Le département de littérature étrangère reste toujours aussi stratégique pour les maisons littéraires et ce ne sont pas les derniers mouvements d’éditeurs qui le démentiront. Le tandem Jean Mattern-Joachim Schnerf a quitté la collection "Du monde entier" (Gallimard) pour rejoindre Grasset en mai, tandis que Katharina Loix Van Hooff est arrivée chez Gallimard. Stock a choisi Raphaëlle Liebaert, remplacée chez Autrement par une ancienne de L’Olivier, Emilie Lassus, pour reprendre "La cosmopolite", alors que sa précédente directrice éditoriale, Emmanuelle Heurtebize, est en train de lancer un département littérature chez Delcourt. La directrice littéraire Sarah Hirsch apporte un nouveau souffle à Nil, et Sabrina Arab développe HarperCollins France.

20 % d’Américains

Ces changements n’influeront pas directement sur les programmes de l’hiver 2017, préparée depuis plus d’un an. La prochaine cuvée réunit entre janvier et février 180 romans et nouvelles traduits contre 168 en 2016 (+ 7,1 %). Révélations ou grands noms, il y a un engouement pour l’ailleurs, une façon de voyager en traversant les frontières culturelles et linguistiques. Si les écrivains américains restent prisés avec le retour de Lauren Groff ou Poppy Z. Brite, ils ne représentent "que" 20 % de cette rentrée étrangère, qui présente des textes venus du monde entier : Russie, Australie, Chili, Kenya, Argentine, Pays-Bas, Chine, Afrique du Sud, Italie, Canada, Corée, Brésil, Espagne, Irlande, Roumanie, Turquie, Israël, Allemagne, Mexique, Inde, Islande, Pologne, Finlande, Irak, Libye, voire Trinité-et-Tobago avec Earl Lovelace.

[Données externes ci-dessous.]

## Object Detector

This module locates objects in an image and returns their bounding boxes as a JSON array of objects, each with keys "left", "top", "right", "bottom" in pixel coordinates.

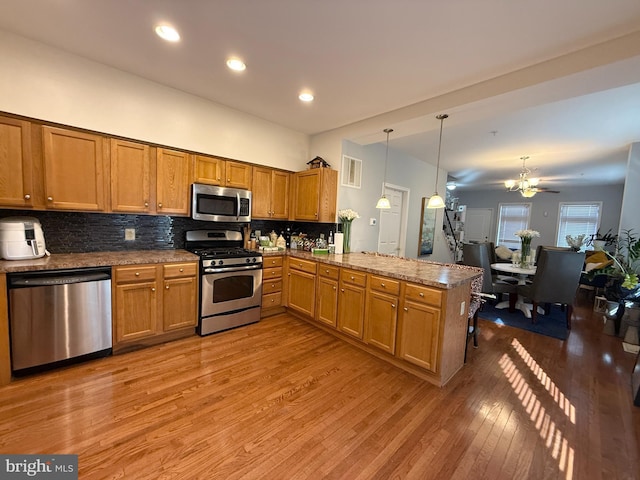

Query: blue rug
[{"left": 478, "top": 302, "right": 569, "bottom": 340}]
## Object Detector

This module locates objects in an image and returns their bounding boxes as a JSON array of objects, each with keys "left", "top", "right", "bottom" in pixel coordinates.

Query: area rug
[{"left": 478, "top": 302, "right": 569, "bottom": 340}]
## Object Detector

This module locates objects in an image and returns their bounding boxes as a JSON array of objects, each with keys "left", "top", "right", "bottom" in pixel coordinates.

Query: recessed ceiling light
[
  {"left": 156, "top": 25, "right": 180, "bottom": 42},
  {"left": 227, "top": 58, "right": 247, "bottom": 72}
]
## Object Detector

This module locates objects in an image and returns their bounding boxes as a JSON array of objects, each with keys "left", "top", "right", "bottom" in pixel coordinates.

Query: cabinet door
[
  {"left": 271, "top": 170, "right": 291, "bottom": 220},
  {"left": 115, "top": 281, "right": 158, "bottom": 343},
  {"left": 316, "top": 277, "right": 338, "bottom": 327},
  {"left": 0, "top": 117, "right": 34, "bottom": 207},
  {"left": 293, "top": 168, "right": 320, "bottom": 221},
  {"left": 225, "top": 160, "right": 252, "bottom": 190},
  {"left": 365, "top": 291, "right": 398, "bottom": 354},
  {"left": 162, "top": 277, "right": 198, "bottom": 332},
  {"left": 400, "top": 301, "right": 440, "bottom": 373},
  {"left": 156, "top": 148, "right": 191, "bottom": 215},
  {"left": 194, "top": 155, "right": 225, "bottom": 185},
  {"left": 42, "top": 127, "right": 109, "bottom": 211},
  {"left": 251, "top": 167, "right": 272, "bottom": 218},
  {"left": 338, "top": 282, "right": 365, "bottom": 340},
  {"left": 287, "top": 269, "right": 316, "bottom": 318},
  {"left": 110, "top": 138, "right": 151, "bottom": 213}
]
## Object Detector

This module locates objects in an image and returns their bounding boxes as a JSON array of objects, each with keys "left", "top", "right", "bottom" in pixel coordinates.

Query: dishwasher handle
[{"left": 8, "top": 271, "right": 111, "bottom": 288}]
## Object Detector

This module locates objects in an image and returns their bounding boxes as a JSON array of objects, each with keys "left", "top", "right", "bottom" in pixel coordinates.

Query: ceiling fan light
[
  {"left": 427, "top": 192, "right": 444, "bottom": 208},
  {"left": 376, "top": 195, "right": 391, "bottom": 209}
]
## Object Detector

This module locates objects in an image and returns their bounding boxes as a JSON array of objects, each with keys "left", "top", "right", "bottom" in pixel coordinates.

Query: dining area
[{"left": 462, "top": 242, "right": 585, "bottom": 330}]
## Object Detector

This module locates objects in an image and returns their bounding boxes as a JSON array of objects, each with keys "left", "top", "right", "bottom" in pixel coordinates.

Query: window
[
  {"left": 496, "top": 203, "right": 531, "bottom": 250},
  {"left": 556, "top": 202, "right": 602, "bottom": 247},
  {"left": 342, "top": 155, "right": 362, "bottom": 188}
]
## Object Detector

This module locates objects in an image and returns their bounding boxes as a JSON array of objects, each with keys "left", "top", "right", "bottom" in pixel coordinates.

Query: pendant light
[
  {"left": 376, "top": 128, "right": 393, "bottom": 208},
  {"left": 427, "top": 113, "right": 449, "bottom": 208}
]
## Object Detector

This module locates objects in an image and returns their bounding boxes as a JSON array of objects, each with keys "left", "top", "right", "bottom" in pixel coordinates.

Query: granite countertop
[
  {"left": 263, "top": 250, "right": 482, "bottom": 289},
  {"left": 0, "top": 250, "right": 198, "bottom": 273}
]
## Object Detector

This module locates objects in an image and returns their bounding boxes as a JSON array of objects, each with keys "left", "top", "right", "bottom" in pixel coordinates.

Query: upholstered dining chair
[
  {"left": 462, "top": 242, "right": 518, "bottom": 312},
  {"left": 518, "top": 247, "right": 584, "bottom": 329}
]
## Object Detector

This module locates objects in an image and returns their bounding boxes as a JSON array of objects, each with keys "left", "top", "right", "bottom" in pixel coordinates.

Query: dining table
[{"left": 491, "top": 263, "right": 544, "bottom": 318}]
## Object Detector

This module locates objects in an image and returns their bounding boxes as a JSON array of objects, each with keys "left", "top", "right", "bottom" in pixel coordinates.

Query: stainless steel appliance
[
  {"left": 0, "top": 217, "right": 47, "bottom": 260},
  {"left": 185, "top": 230, "right": 262, "bottom": 335},
  {"left": 7, "top": 267, "right": 112, "bottom": 374},
  {"left": 191, "top": 183, "right": 251, "bottom": 223}
]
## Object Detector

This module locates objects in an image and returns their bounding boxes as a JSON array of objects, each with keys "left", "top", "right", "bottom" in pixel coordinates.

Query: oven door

Diversité géographique mais aussi de lectorat avec une offre allant de la fresque grand public, Martha Batalha dans le Brésil des années 1950, à des textes plus littéraires (Javier Marías, Jaume Cabré, Rosa Montero, Zeruya Shalev), des découvertes mais aussi des rendez-vous attendus comme le retour de l’Islandais qui avait porté la rentrée 2015 de Métailié, Eiríkur Orn Norddahl, le troisième volume de la saga d’Elena Ferrante ou la suite de Shantaram de Gregory David Roberts. Peu de grands noms écrasent la production de cette saison, qui reste ouverte. Confiants, les éditeurs programment une vingtaine de premiers romans. Dans Un impossible conte de fée, Han Yu-joo (Decrescenzo), la traductrice coréenne de Michael Ondaatje, tente de sauver une enfant maltraitée. Un même élan anime le héros de Julia Montejo dans Une vie à t’écrire (Les Escales). Un clandestin essaye aussi de s’en sortir, grâce à la boxe et la librairie, chez la Mexicaine Aura Xilonen (Liana Levi). Tim Murphy - L’immeuble Christodora (Plon) - aborde les années sida à travers plusieurs New-Yorkais. Auront-ils Le bel avenir promis par Robin Kirman (Albin Michel) ?

Pimenter le réel

Les Américains continuent à explorer leur société fissurée, comme le rappelle Le grand combat (des Noirs) de Ta-Nehisi Coates (Autrement), déjà remarqué avec Une colère noire. Des failles intimes reflètent un pays souffrant, estime Michael Collins dans Des souvenirs américains (Bourgois) ou Melanie Wallace dans Passer l’hiver (Grasset). L’Histoire inspire toujours autant les romanciers. Ainsi, le récit poétique de Susana Romano SuedPour mémoire (Argentine 1976-1983) (Des Femmes/Antoinette Fouque) dénonce le sort de toutes celles qui ont été internées sous la dictature. La catastrophe de Bhopal renaît sous la plume d’Amulya Malladi (Mercure de France). La fin de l’URSS marque les destins des héros d’Alexeï Nikitine (Noir sur blanc). Un inédit de l’auteur d’A l’ouest rien de nouveau, Erich Maria Remarque (Stock), nous offre un ultime regard de l’écrivain sur la Shoah et l’exil. L’exofiction ressuscite Edgar Allan Poe (Cullen Lynn chez Galaade), Eva Braun (Jane Thynne, Lattès), Nietzsche (Svetislav Basara, Noir sur blanc) et John Lennon (Mo Daviau aux Presses de la Cité). L’actualité perce dans la fiction avec Le dernier arrivé (Marco Balzano, Philippe Rey) sondant la thématique des réfugiés ; ou dans le roman de Sunil Yapa (Rivages) sur l’altermondialisation. Derniers refuges, la famille, l’amour, la nature et l’écriture continuent d’alimenter les promesses littéraires. L’avenir semble incertain, alors il reste au moins une potion magique : La petite librairie des gens heureux de Veronica Henry (City). K. E.